Accettano il rischio?
«Se non fanno nulla per cambiare le cose, ma fanno di tutto per portarla avanti, è palese che lo facciano pur avendo preso coscienza dei numeri e dei danni che provoca quella fabbrica considerandolo un danno accettabile».

C’è la possibilità di un cambiamento?
«Solo se parliamo delle persone e non dei numeri. Fino a quando si parla di numeri siamo abituati: siamo abituati a statistiche e percentuali, ma quando alle statistiche associ un nome, un volto, una data di nascita e una di morte le cose cominciano a cambiare o se non altro hanno un impatto differente».

È quello che auspicate per Lorenzo?
«L’auspicio, è che, se dovessimo riuscire a dimostrare che la patologia di Lorenzo è correlata all’inquinamento di Taranto, grazie alla storia di Lorenzo tanti altri bambini non si ammaleranno più».

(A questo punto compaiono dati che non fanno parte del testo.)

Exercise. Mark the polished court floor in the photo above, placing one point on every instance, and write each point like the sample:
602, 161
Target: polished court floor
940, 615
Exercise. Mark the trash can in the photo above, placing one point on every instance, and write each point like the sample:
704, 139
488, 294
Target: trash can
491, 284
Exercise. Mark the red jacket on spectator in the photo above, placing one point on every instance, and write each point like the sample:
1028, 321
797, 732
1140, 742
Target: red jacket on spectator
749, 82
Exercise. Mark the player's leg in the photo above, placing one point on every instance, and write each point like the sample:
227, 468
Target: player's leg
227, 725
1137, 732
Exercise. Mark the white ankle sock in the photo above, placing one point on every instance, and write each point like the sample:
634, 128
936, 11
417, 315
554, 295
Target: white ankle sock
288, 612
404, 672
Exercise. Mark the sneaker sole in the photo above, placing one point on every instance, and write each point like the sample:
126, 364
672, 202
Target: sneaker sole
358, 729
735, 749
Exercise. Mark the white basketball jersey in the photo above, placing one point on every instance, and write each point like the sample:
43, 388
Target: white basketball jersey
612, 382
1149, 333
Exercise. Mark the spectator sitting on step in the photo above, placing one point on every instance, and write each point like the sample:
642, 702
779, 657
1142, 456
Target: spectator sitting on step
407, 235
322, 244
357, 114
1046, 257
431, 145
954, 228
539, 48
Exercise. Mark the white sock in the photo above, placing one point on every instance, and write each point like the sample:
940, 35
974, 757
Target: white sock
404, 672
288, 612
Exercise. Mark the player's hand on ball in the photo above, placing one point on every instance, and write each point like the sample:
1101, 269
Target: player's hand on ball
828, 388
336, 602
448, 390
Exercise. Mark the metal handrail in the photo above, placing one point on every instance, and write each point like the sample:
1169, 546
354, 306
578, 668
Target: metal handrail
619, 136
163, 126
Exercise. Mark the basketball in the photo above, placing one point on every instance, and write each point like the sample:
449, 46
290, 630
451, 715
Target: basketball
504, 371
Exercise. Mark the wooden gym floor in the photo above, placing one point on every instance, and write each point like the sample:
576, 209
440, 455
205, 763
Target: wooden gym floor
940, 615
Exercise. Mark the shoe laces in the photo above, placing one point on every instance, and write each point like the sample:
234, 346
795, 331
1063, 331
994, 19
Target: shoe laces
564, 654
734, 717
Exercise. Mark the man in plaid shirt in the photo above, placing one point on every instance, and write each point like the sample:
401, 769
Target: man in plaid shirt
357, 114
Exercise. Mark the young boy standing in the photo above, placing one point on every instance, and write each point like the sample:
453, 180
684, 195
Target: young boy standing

L’accertamento della responsabilità penale renderebbe giustizia?
«Una vera giustizia per Lorenzo non ci sarà mai».

Eventuali condanne che effetto avrebbero?
«Se dovessero esserci le condanne, sfido chiunque a lavorare ancora in quella fabbrica sapendo le ripercussioni personali che questo può avere».

Cosa vi aspettate dal processo?
«L’animo che spero governi il giudizio è l’amore per la verità e la giustizia. Non è il giustizialismo, è giustizia: se veramente esiste una correlazione dobbiamo fermarla».